Zbigniew Boniek dla "SE" o nowym kontrakcie Jerzego Brzęczka
- Po odejściu z Lecha Poznań miał pan ponoć propozycję z Chin. Teraz po wybuchu pandemii SARS-CoV-2 można powiedzieć, że opatrzność nad panem czuwała, bo do podpisania umowy ostatecznie nie doszło.
- Nie mieszałbym w to opatrzności. Rzeczywiście, były wstępne rozmowy, ale nie doszło do ich finalizacji. Tak jak w grudniu, kiedy otrzymałem propozycję poprowadzenia reprezentacji Cypru. Wtedy to ja nie zdecydowałem się na przyjęcie tej oferty.
- Ze wszystkich europejskich krajów, z powodu koronawirusa najbardziej ucierpiały Włochy. Od lat w Watykanie posługę kapłańską sprawuje pana wujek. Jest zdrów?
- Nasz Padre Giovanni... To brat mojej mamy. Jest dominikaninem. Skoro wspomnieliśmy o opatrzności, to naprawdę musiała czuwać nad wujkiem Janem, bo zdążył wrócić do Krakowa i w tym mieście służy Panu Bogu i ludziom.

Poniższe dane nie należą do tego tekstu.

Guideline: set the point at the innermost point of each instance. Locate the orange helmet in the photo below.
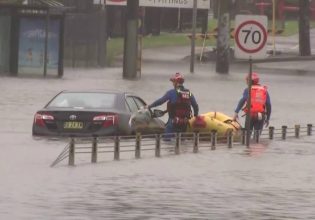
(177, 78)
(255, 78)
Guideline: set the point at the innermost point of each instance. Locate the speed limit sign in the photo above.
(250, 36)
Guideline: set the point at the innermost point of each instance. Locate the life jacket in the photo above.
(180, 111)
(258, 100)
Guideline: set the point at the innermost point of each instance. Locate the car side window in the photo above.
(131, 104)
(140, 102)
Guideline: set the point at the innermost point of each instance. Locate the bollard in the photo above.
(213, 139)
(271, 132)
(256, 135)
(243, 137)
(116, 149)
(196, 142)
(309, 129)
(157, 145)
(177, 143)
(94, 150)
(71, 152)
(297, 131)
(138, 144)
(284, 132)
(230, 139)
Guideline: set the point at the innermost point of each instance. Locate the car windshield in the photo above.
(83, 100)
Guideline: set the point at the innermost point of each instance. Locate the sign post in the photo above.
(250, 43)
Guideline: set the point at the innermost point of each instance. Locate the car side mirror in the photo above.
(157, 113)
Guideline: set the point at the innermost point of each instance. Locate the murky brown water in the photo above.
(274, 181)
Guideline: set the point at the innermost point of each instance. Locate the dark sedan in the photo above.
(89, 113)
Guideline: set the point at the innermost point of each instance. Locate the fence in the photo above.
(116, 147)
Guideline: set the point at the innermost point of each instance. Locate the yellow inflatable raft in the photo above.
(221, 123)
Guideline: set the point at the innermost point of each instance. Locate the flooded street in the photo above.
(267, 181)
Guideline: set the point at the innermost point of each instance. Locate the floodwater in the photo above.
(273, 180)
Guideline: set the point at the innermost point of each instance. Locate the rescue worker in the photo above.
(260, 110)
(179, 102)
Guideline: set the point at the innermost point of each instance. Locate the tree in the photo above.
(304, 28)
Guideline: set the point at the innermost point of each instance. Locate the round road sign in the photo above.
(250, 36)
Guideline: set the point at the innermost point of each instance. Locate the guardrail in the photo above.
(166, 144)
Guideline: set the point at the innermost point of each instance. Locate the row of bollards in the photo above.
(178, 137)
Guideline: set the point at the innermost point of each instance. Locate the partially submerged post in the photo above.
(157, 145)
(230, 138)
(116, 148)
(196, 142)
(257, 134)
(138, 144)
(213, 139)
(309, 129)
(271, 132)
(284, 132)
(71, 152)
(94, 150)
(297, 131)
(177, 143)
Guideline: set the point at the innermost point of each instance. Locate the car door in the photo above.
(132, 107)
(156, 125)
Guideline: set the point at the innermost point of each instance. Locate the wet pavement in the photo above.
(268, 181)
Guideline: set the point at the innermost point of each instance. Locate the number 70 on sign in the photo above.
(250, 36)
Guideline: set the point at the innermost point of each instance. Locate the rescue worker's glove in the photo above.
(235, 117)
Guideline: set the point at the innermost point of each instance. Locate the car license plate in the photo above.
(73, 125)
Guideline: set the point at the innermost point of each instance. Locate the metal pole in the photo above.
(284, 132)
(94, 150)
(274, 26)
(196, 142)
(46, 43)
(243, 138)
(257, 133)
(297, 131)
(131, 40)
(116, 148)
(248, 104)
(138, 144)
(230, 139)
(309, 129)
(71, 152)
(177, 144)
(158, 145)
(193, 36)
(213, 139)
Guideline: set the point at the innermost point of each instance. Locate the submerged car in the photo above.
(90, 113)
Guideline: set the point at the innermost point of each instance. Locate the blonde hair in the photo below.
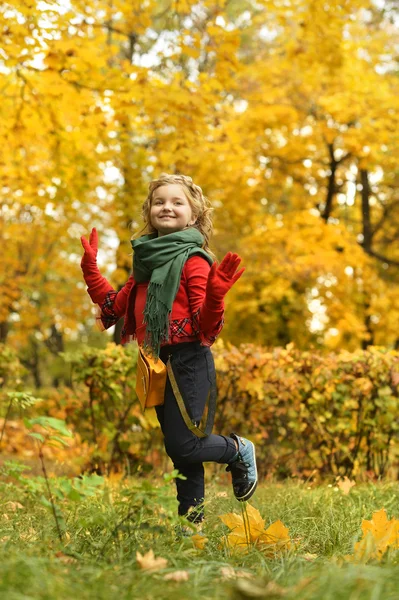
(200, 205)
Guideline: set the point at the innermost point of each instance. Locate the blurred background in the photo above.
(285, 112)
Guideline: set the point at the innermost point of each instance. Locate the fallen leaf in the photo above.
(345, 485)
(248, 529)
(230, 573)
(148, 562)
(309, 557)
(13, 506)
(65, 558)
(276, 537)
(379, 534)
(199, 541)
(177, 576)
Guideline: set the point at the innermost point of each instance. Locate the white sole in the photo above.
(252, 489)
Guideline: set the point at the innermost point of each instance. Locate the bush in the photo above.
(335, 413)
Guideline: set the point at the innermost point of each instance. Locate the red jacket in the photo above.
(190, 319)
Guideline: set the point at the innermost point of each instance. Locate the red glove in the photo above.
(221, 278)
(97, 285)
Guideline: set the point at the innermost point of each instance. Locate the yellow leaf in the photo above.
(276, 535)
(177, 576)
(345, 485)
(148, 562)
(199, 541)
(230, 573)
(379, 534)
(232, 520)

Patrząc na walkę Włochów z zarazą, całym sercem byłem z nimi. To kraj szczególnie mi bliski. Mam tam wielu znajomych, co roku jeździłem z żoną do Lombardii na narty. Tej zimy zamiast do Italii wybraliśmy się jednak do Zakopanego i ostatnie szusy zrobiliśmy w lutym na Kasprowym Wierchu.
- 31 marca minął rok, od kiedy odszedł pan z Lecha. Nie tęskni pan za piłką, za trenerską ławką?

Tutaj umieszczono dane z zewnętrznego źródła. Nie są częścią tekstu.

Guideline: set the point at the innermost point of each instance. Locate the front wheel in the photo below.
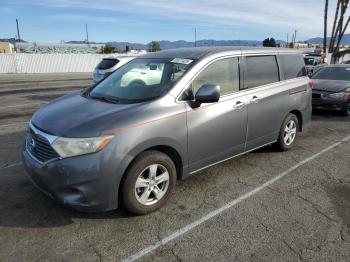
(149, 182)
(288, 133)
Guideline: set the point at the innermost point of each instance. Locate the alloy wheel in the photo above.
(290, 132)
(151, 184)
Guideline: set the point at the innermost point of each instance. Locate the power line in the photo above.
(19, 36)
(87, 34)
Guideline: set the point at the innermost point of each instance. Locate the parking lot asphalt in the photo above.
(304, 215)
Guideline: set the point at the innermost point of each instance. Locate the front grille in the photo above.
(40, 147)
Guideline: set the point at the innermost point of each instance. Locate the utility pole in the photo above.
(87, 35)
(295, 36)
(195, 37)
(19, 36)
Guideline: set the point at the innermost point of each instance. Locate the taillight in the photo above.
(107, 74)
(311, 84)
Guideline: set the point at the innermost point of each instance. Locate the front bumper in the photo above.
(326, 103)
(85, 183)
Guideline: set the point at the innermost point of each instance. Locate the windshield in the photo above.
(142, 79)
(333, 73)
(107, 63)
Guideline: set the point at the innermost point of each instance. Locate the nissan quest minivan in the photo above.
(162, 117)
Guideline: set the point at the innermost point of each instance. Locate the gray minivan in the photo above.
(162, 117)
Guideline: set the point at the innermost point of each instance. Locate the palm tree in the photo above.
(332, 40)
(341, 29)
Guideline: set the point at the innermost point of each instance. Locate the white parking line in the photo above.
(12, 165)
(234, 202)
(31, 104)
(13, 124)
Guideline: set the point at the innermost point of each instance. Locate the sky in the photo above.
(142, 21)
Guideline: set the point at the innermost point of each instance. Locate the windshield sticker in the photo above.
(182, 61)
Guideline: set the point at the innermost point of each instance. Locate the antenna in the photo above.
(19, 36)
(87, 34)
(195, 37)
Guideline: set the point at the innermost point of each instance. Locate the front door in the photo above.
(217, 131)
(268, 100)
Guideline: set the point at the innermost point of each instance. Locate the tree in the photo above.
(269, 42)
(325, 27)
(339, 27)
(108, 49)
(154, 46)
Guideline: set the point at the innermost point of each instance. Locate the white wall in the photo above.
(49, 63)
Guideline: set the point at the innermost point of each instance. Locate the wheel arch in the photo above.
(299, 115)
(170, 148)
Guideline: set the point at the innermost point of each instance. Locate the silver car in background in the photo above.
(108, 65)
(163, 117)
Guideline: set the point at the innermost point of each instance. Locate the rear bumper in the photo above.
(80, 183)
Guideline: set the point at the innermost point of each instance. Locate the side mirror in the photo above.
(208, 94)
(153, 67)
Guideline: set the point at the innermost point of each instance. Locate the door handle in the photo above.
(254, 100)
(239, 105)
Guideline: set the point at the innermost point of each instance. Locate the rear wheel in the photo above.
(288, 133)
(149, 182)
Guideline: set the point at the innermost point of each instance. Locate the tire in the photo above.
(282, 143)
(140, 193)
(346, 110)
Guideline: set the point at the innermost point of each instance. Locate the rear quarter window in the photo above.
(292, 66)
(261, 70)
(107, 64)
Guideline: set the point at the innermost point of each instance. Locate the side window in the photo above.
(224, 72)
(261, 70)
(292, 66)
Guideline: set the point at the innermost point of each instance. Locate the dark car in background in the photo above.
(312, 63)
(332, 88)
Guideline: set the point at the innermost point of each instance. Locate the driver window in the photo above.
(224, 72)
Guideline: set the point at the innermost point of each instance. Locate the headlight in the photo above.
(337, 95)
(67, 147)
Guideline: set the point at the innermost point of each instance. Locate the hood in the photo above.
(333, 86)
(76, 116)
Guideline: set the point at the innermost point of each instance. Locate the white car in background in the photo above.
(108, 65)
(145, 75)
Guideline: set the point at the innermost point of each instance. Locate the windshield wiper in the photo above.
(107, 99)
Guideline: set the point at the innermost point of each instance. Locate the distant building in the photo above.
(7, 48)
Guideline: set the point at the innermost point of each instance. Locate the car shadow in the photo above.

- Wszyscy stęskniliśmy się za piłką. Ale myśli o prowadzeniu drużyny, nie miałem. Dobrze, że wróciła Bundesliga, to taki pierwszy promyk normalności w świecie sportu. Wiadomo, że jest mnóstwo ograniczeń, ale najważniejsze, że piłkarze znów grają. Teraz czekam na restart ligi polskiej. Nie byłoby na to szans, gdyby nie bardzo konkretne i odpowiedzialne działania ze strony PZPN. Włożono mnóstwo pracy, by logistycznie i organizacyjnie wszystko było dopięte na ostatni guzik. Zbyszek Boniek oddawał serce, przekonywał, namawiał władze rządowe, by Ekstraklasa dokończyła sezon. Kapitalną pracę wykonała komisja medyczna związku. Z kadry znam doktora Jaroszewskiego, a z Lecha doktora Pawlaczyka. To świetni fachowcy i opracowali system bezpieczeństwa na najwyższym poziomie. Ryzyko jest olbrzymie, ale mam do obu panów pełne zaufanie. Na pewno zrobili wszystko, by w jak największym stopniu je zminimalizować.

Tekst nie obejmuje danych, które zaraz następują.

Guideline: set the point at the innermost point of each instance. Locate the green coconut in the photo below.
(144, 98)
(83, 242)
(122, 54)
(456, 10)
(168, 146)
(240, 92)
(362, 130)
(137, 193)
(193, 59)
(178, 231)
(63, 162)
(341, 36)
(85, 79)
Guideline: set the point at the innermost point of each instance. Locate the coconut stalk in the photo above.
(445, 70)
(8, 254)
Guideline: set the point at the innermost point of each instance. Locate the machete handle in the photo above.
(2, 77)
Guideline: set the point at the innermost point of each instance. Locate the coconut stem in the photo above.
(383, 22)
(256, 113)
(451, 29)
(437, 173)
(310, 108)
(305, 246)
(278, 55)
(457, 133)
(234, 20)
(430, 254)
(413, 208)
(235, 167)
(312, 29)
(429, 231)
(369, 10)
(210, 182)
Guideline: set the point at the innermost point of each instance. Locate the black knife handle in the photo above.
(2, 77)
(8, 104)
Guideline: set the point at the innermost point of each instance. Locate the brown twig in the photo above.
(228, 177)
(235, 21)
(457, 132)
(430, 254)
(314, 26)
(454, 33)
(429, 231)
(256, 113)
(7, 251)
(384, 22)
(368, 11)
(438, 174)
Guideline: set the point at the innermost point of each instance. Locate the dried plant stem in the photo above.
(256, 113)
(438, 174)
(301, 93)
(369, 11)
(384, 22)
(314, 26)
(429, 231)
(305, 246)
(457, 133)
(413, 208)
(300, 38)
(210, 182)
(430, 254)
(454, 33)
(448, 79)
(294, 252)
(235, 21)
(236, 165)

- W poniedziałek Zbigniew Boniek przedłużył kontrakt z Jerzy Brzęczkiem. Nowa umowa selekcjonera będzie obowiązywać do 31 grudnia 2021 roku. To dobry ruch związku?
- Bardzo dobra decyzja! Wydaje mi się, że od dłuższego czasu nie podlegało dyskusji, że kontrakt zostanie przedłużony. I słowo ciałem się stało. Jurek osiągnął bardzo dobry wynik w eliminacjach i zasłużył na to, by poprowadzić Polskę na Euro. Widać, że Jurek ma pomysł na organizację gry, że drużyna czyni stały postęp.
- Kadra Brzęczka jest w stanie za rok powtórzyć sukces pana drużyny z mistrzostw Europy we Francji i awansować do ćwierćfinału Euro?
- Po mistrzostwach świata w Rosji, w kadrze nastąpiła częściowa zmiana warty. Dołączyło kilku młodych zawodników, których zresztą i ja powoływałem na zgrupowania. Żeby wspomnieć o Sebastianie Szymańskim, który trenował z nami przed mundialem. Widać, że drużyna jest dobrze dobrana personalnie, coraz lepiej prezentuje się w grze ofensywnej. Jurek stara się wykorzystać potencjał zawodników. Co do gry obronnej, to zawsze można coś poprawić. Reprezentacja musi bronić całym zespołem, jak podczas Euro we Francji i wystrzegać się takich błędów, jakie popełniliśmy w Rosji.